The budget calendar was set in April, and public workshops—where department heads present requests to county commissioners for consideration in the final budget—took place Aug. 2-3. The proposed budget, which includes any amendments from workshops, was posted on the county budget website Aug. 19.
Exceeding no-new-revenue rate
The preliminary tax rate was approved Aug. 9, after the Montgomery Central Appraisal District failed to certify 2022 appraisal values in time for budget workshops. The $0.3764 per $100 of taxable value is a decrease from the 2021-22 rate of $0.4083 but is higher than the county’s no-new-revenue rate of $0.3312, triggering the Aug. 26 special session.
County officials said several law enforcement requests, including adding positions to the sheriff’s office and constable positions as well as a request to renegotiate the county’s interlocal agreement with The Woodlands Township, resulted in the proposed rate.
The county will also spend $693,805 in its 2022-23 budget to launch its new County Court at Law 6. Judge Scharlene Valdez was sworn in Aug. 15, although she will only be able to hear the full scope of her cases beginning Sept. 1, Valdez told Community Impact Newspaper.

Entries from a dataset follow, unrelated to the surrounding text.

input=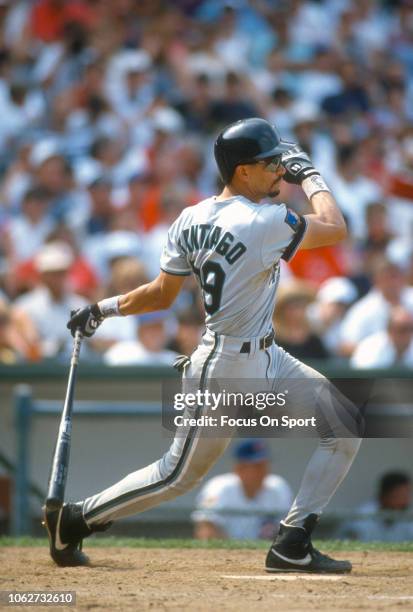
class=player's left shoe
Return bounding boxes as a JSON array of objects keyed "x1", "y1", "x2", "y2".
[
  {"x1": 265, "y1": 514, "x2": 352, "y2": 574},
  {"x1": 43, "y1": 504, "x2": 112, "y2": 567}
]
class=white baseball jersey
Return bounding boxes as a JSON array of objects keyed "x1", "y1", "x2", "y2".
[{"x1": 161, "y1": 196, "x2": 306, "y2": 337}]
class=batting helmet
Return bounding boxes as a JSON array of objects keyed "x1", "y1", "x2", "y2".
[{"x1": 214, "y1": 117, "x2": 292, "y2": 184}]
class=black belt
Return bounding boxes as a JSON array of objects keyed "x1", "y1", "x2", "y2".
[{"x1": 240, "y1": 331, "x2": 274, "y2": 353}]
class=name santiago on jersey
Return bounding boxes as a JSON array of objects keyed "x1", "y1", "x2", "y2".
[{"x1": 178, "y1": 223, "x2": 247, "y2": 265}]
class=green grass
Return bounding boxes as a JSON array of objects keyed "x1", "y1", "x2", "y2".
[{"x1": 0, "y1": 537, "x2": 413, "y2": 552}]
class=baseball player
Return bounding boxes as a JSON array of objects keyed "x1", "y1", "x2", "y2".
[{"x1": 45, "y1": 118, "x2": 360, "y2": 573}]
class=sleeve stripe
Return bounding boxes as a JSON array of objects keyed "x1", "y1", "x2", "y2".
[
  {"x1": 161, "y1": 266, "x2": 191, "y2": 276},
  {"x1": 281, "y1": 217, "x2": 307, "y2": 261}
]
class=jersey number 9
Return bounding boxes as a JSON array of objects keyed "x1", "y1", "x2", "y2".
[{"x1": 192, "y1": 261, "x2": 225, "y2": 315}]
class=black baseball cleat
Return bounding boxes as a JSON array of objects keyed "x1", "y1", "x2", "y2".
[
  {"x1": 265, "y1": 514, "x2": 352, "y2": 574},
  {"x1": 43, "y1": 504, "x2": 112, "y2": 567}
]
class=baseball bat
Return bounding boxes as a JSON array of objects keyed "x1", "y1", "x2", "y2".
[{"x1": 46, "y1": 329, "x2": 83, "y2": 510}]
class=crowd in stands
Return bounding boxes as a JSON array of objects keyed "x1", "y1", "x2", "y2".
[{"x1": 0, "y1": 0, "x2": 413, "y2": 368}]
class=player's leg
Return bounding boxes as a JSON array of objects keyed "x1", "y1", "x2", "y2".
[
  {"x1": 47, "y1": 332, "x2": 230, "y2": 565},
  {"x1": 266, "y1": 347, "x2": 361, "y2": 572}
]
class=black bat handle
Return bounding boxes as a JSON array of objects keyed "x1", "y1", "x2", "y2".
[{"x1": 46, "y1": 330, "x2": 83, "y2": 510}]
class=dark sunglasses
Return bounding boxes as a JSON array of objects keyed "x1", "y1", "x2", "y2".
[{"x1": 242, "y1": 155, "x2": 281, "y2": 172}]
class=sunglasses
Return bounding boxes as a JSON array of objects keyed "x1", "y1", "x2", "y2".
[{"x1": 243, "y1": 155, "x2": 281, "y2": 172}]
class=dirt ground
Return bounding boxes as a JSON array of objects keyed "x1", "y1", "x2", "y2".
[{"x1": 0, "y1": 547, "x2": 413, "y2": 612}]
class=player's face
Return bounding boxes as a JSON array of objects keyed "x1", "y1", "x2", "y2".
[{"x1": 240, "y1": 155, "x2": 285, "y2": 200}]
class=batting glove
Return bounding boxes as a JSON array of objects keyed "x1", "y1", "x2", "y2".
[
  {"x1": 281, "y1": 145, "x2": 320, "y2": 185},
  {"x1": 66, "y1": 304, "x2": 105, "y2": 338}
]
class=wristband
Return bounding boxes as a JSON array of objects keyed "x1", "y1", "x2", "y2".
[
  {"x1": 98, "y1": 295, "x2": 123, "y2": 319},
  {"x1": 301, "y1": 174, "x2": 330, "y2": 200}
]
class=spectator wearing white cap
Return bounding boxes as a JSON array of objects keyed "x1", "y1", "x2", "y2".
[
  {"x1": 307, "y1": 276, "x2": 357, "y2": 355},
  {"x1": 105, "y1": 49, "x2": 155, "y2": 126},
  {"x1": 16, "y1": 241, "x2": 87, "y2": 358},
  {"x1": 340, "y1": 258, "x2": 413, "y2": 357},
  {"x1": 104, "y1": 311, "x2": 178, "y2": 366},
  {"x1": 191, "y1": 439, "x2": 293, "y2": 540},
  {"x1": 350, "y1": 306, "x2": 413, "y2": 369}
]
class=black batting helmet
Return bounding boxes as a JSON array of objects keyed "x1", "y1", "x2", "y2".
[{"x1": 214, "y1": 117, "x2": 292, "y2": 184}]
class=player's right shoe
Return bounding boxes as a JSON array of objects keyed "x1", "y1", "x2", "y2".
[
  {"x1": 43, "y1": 504, "x2": 112, "y2": 567},
  {"x1": 265, "y1": 514, "x2": 352, "y2": 574}
]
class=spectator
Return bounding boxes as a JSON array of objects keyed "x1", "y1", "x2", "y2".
[
  {"x1": 273, "y1": 281, "x2": 329, "y2": 361},
  {"x1": 340, "y1": 258, "x2": 413, "y2": 356},
  {"x1": 6, "y1": 187, "x2": 56, "y2": 261},
  {"x1": 104, "y1": 311, "x2": 177, "y2": 366},
  {"x1": 16, "y1": 242, "x2": 87, "y2": 358},
  {"x1": 339, "y1": 471, "x2": 413, "y2": 542},
  {"x1": 192, "y1": 440, "x2": 293, "y2": 540},
  {"x1": 0, "y1": 0, "x2": 413, "y2": 364},
  {"x1": 350, "y1": 306, "x2": 413, "y2": 369},
  {"x1": 307, "y1": 276, "x2": 357, "y2": 355},
  {"x1": 328, "y1": 144, "x2": 382, "y2": 239}
]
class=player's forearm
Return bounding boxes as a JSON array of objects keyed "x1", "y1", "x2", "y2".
[
  {"x1": 118, "y1": 281, "x2": 170, "y2": 316},
  {"x1": 306, "y1": 190, "x2": 347, "y2": 241}
]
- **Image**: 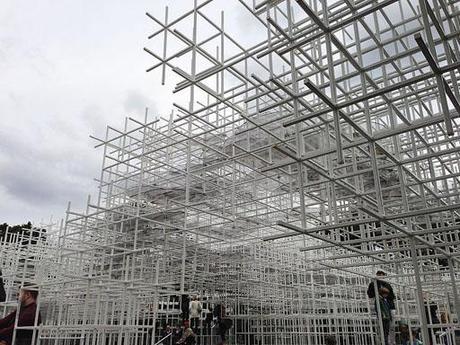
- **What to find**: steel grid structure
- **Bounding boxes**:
[2,0,460,345]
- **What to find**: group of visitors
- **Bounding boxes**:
[0,271,452,345]
[367,271,456,345]
[161,295,233,345]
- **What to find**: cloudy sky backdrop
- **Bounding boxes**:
[0,0,263,224]
[0,0,187,224]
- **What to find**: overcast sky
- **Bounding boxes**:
[0,0,270,224]
[0,0,196,224]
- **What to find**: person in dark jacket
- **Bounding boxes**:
[0,270,6,302]
[367,271,396,345]
[0,284,41,345]
[367,271,396,310]
[212,304,233,345]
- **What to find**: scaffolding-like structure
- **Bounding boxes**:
[2,0,460,345]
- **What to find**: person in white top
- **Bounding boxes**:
[189,296,203,333]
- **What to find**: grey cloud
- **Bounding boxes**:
[0,126,98,217]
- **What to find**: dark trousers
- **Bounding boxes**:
[217,322,227,344]
[382,319,391,345]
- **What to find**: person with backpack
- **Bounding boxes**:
[0,270,6,302]
[213,304,233,345]
[367,271,396,345]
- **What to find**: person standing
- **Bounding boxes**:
[0,270,6,302]
[0,284,41,345]
[367,271,396,345]
[189,296,203,333]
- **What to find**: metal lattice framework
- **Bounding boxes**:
[2,0,460,345]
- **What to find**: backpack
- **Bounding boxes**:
[379,296,391,320]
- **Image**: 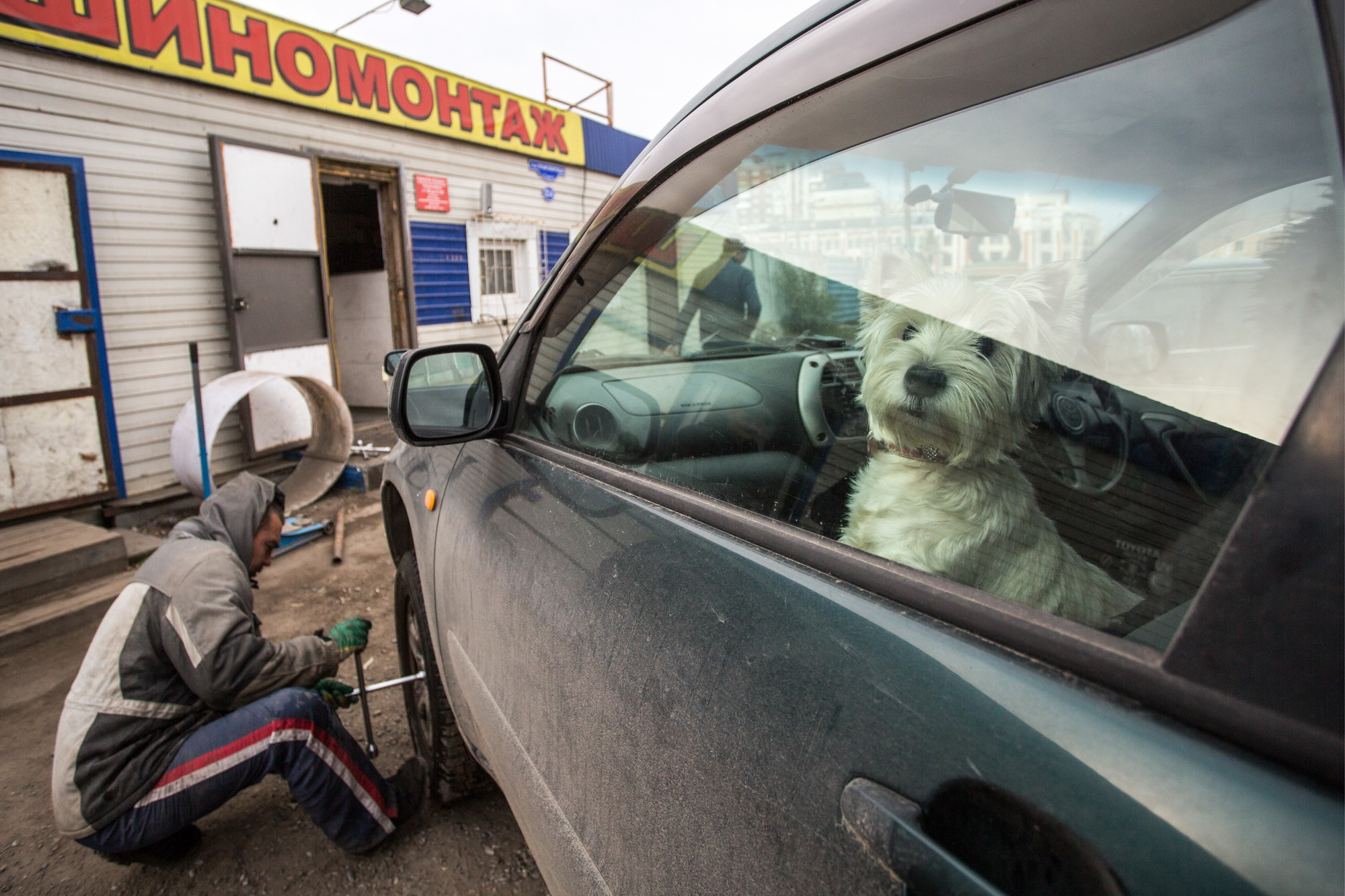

In her memo to commissioners, attached to the proposed budget, budget officer Amanda Carter said economic development payments for tax increment reinvestment zones—which are intended to attract developments to areas—and Chapter 381 agreements, which allow governments to offer loans and grants of public money to stimulate development according to the Texas Comptroller’s Office—were another reason for the preliminary tax rate.
According to records provided by county Tax Assessor-Collector Tammy McRae, Montgomery County is estimated to pay $3.19 million in TIRZ payments in fiscal year 2022-23 for three zones covering the cities of Conroe, Willis and Oak Ridge North. The county will also pay $4.44 million in Chapter 381 agreements with six entities: The Valley Ranch Town Center, Audubon Magnolia, Conroe Municipal Management, Granger Pines, Hewlett Packard Enterprise and Magnolia Springs.
Other factors in the $0.3764 rate include a 5% increase in salaries for all county employees, including commissioners. Montgomery County had not approved raises for the 2021-22 fiscal year despite discussions, and commissioners cited a cost-of-living adjustment for the planned raise.
Carter and County Auditor Rakesh Pandey confirmed to Community Impact Newspaper that several sources of revenue outside of property taxes were down due to issues with the COVID-19 pandemic, including court fees.
“With COVID, the justice of the peace fees ... obviously we didn’t have a lot of evictions and such,” Pandey said.